Back in 1994, the advertising folks for Fiat’s Spanish arm somehow thought it a good idea to send out throngs of anonymous love letters personally addressed to some 50,000 women. Four to six days later, the sender’s identity was revealed in another letter as the new Fiat Cinquecento—but in those four to six days some women understandably presumed they were being stalked by a psychopath. Some were afraid to leave their apartment. Yikes.
Back in 2012, the people behind the official Dodge Twitter account somehow mistook this customized BMW for a Challenger. Embarrassing—but they’re not the only ones to have made a mistake like this. In early 2014, Buick’s Facebook people posted a photo of a ’64 Riviera and captioned it a ’78 Regal—waaay off. Around the same time tire company Falken similarly mistook a custom ’65 Buick Riviera for a Chevelle. Oy.

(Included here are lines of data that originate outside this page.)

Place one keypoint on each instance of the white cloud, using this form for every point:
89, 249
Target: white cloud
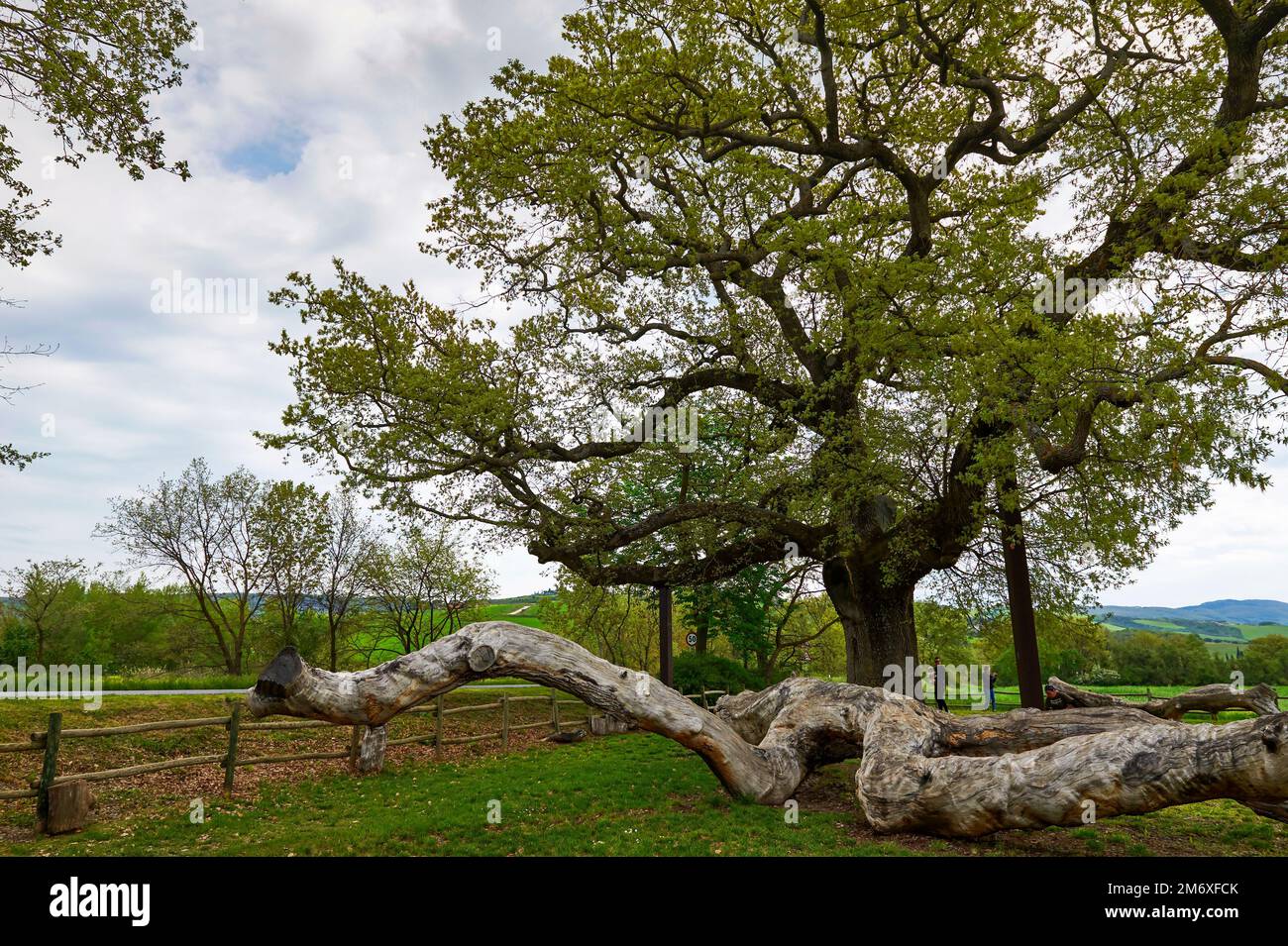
296, 86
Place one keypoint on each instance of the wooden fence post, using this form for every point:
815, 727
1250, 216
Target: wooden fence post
231, 758
438, 727
355, 747
50, 770
505, 722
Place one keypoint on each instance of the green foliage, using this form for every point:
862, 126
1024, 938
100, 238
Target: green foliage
829, 250
943, 632
697, 672
1164, 659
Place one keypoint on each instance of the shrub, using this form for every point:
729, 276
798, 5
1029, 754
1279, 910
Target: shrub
696, 672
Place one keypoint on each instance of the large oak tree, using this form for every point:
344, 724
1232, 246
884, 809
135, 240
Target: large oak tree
862, 240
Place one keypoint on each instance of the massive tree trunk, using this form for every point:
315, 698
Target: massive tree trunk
1214, 697
877, 620
1019, 592
921, 771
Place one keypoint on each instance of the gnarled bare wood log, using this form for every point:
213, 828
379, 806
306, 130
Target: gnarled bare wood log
1214, 697
921, 771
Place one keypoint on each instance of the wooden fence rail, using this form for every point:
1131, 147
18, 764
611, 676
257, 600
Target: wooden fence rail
51, 740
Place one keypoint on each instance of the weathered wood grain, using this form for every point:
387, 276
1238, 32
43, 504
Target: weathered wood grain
921, 770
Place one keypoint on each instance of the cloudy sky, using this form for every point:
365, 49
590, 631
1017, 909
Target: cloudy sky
301, 123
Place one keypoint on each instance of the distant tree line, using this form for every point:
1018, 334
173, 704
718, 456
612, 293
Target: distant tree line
772, 622
244, 567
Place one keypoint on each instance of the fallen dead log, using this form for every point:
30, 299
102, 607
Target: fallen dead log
921, 770
1214, 697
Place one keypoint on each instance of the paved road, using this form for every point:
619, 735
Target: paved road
77, 693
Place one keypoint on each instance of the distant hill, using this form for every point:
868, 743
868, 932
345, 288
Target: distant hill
1227, 610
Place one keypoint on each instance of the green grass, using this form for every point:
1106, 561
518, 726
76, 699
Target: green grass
1253, 631
223, 681
505, 613
634, 794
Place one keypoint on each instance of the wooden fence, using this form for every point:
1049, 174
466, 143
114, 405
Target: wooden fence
230, 761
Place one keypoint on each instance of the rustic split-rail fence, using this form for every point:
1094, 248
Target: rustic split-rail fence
52, 739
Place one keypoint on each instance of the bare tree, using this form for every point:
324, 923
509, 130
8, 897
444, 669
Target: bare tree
291, 525
420, 588
44, 591
349, 545
201, 529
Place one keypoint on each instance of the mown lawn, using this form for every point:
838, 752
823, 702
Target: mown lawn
630, 794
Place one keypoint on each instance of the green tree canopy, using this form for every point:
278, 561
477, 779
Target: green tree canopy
863, 240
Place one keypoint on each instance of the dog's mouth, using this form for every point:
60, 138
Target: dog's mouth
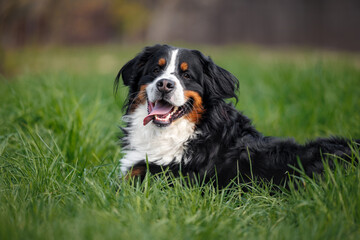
162, 113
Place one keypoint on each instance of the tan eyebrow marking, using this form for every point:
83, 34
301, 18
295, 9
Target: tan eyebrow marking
162, 62
184, 66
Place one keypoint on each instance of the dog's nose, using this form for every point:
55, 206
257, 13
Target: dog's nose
165, 85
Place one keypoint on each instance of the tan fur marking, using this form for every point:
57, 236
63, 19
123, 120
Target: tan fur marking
162, 62
198, 109
184, 66
139, 99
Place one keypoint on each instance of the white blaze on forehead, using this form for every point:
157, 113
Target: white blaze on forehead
172, 64
177, 97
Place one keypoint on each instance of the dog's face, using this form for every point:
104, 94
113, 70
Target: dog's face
174, 83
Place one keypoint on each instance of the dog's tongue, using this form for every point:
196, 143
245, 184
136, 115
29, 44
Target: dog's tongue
160, 108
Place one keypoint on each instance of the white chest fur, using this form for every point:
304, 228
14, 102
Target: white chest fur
158, 145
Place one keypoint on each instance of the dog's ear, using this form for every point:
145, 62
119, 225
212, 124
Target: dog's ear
132, 70
221, 83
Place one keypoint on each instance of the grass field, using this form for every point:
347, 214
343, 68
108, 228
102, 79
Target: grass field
59, 151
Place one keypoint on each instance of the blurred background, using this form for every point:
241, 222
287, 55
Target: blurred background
332, 24
301, 24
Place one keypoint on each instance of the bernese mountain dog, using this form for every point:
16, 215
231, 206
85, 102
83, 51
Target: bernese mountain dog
177, 119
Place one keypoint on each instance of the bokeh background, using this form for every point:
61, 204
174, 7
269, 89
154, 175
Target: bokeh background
331, 24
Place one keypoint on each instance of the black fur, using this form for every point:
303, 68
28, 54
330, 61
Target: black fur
228, 145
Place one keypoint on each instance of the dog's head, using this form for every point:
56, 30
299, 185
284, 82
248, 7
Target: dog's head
174, 83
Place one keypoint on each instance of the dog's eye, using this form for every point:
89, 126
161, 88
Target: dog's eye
186, 76
156, 70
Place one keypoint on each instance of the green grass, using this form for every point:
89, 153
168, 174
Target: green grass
59, 151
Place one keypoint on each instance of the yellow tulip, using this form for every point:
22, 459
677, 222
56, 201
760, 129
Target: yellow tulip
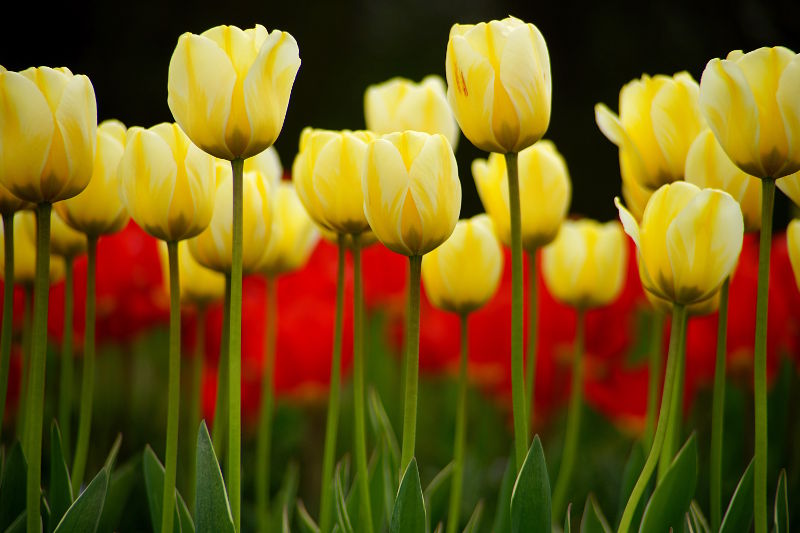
464, 272
498, 83
688, 241
707, 166
25, 252
659, 118
400, 104
585, 266
213, 248
294, 235
47, 133
544, 189
751, 104
98, 210
229, 89
412, 195
327, 175
167, 183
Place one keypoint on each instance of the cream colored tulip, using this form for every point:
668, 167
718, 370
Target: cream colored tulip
585, 266
544, 188
498, 83
167, 183
412, 195
327, 175
752, 106
464, 272
659, 119
688, 242
400, 104
47, 133
229, 89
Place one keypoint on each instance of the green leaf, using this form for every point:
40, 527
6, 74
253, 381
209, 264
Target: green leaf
408, 515
739, 515
59, 494
212, 510
84, 515
13, 486
593, 520
781, 505
673, 495
530, 499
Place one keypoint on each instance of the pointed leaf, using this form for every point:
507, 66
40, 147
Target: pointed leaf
530, 499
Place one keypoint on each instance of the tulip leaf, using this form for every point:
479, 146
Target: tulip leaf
739, 515
408, 515
530, 498
673, 495
83, 516
212, 510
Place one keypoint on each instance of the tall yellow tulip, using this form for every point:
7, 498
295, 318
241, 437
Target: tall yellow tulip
400, 104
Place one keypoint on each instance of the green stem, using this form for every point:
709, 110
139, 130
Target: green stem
533, 320
87, 384
718, 409
456, 483
37, 371
412, 365
235, 351
760, 357
174, 390
677, 334
8, 311
329, 454
265, 412
571, 438
517, 370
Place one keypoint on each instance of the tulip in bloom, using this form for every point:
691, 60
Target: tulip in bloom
168, 184
498, 83
412, 195
400, 104
462, 274
229, 88
688, 241
544, 187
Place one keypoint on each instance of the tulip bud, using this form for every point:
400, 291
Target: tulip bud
412, 195
229, 89
498, 83
47, 133
327, 175
167, 183
464, 272
751, 104
98, 210
400, 104
544, 189
688, 242
658, 120
585, 266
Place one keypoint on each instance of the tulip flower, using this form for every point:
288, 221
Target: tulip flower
400, 104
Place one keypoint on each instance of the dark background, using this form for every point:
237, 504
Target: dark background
125, 48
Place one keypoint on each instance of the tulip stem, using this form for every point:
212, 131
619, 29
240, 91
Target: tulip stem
8, 310
571, 438
87, 384
677, 334
461, 432
329, 454
718, 409
760, 357
265, 412
517, 370
35, 404
412, 364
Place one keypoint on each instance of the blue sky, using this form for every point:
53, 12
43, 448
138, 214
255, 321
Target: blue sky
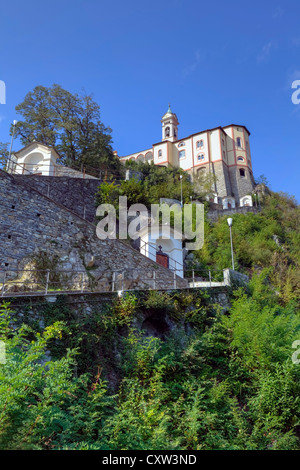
216, 62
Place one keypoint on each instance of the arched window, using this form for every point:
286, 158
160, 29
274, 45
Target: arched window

The old hose-from-the-tailpipe-to-the-cabin suicide trope is a well-established one that, like pretty much every other form of suicide, doesn’t have a lot of inherent humour in it. Hyundai thought they’d found a way to milk a few laughs out of it, though, with a commercial spot showing how the method wouldn’t work in their cars since their carbon monoxide emissions are so low! Hilarious, right? Well, Audi apparently liked the gag, too.
Comparing your new minivan to a spacecraft is a stretch, and a little bit insulting to the intelligence of your audience. But the fail in Ford’s 1986 Aerostar van ad campaign lay not in its content, but its timing. That was the year of the space shuttle Challenger disaster, if you’ll remember, an event you probably don’t want associated with your vehicle. Ford pulled the TV and print ads after the late January explosion.
The Indianapolis 500 has traditionally been paced by a hot new car from an American automaker, but in 1971, not one of the Big Three was feeling up to the task of supplying a vehicle. Eldon Palmer was one of four Indianapolis-area Dodge dealers who stepped up to donate a Challenger convertible to the event. That was all well and good until Palmer, driving the car’s pace lap with astronaut John Glenn in the back, crashed into a temporary photographers’ stand, injuring more than two dozen of them. Dodge also pulled off a near-wreck of a PR stunt when they nominated their Dodge Stealth – a car actually built by Japan’s Mitsubishi – to be the 1991 Indy 500 pace car (pictured). People complained about the car’s un-American origins, and so it was replaced at the last minute by the new Viper R/T.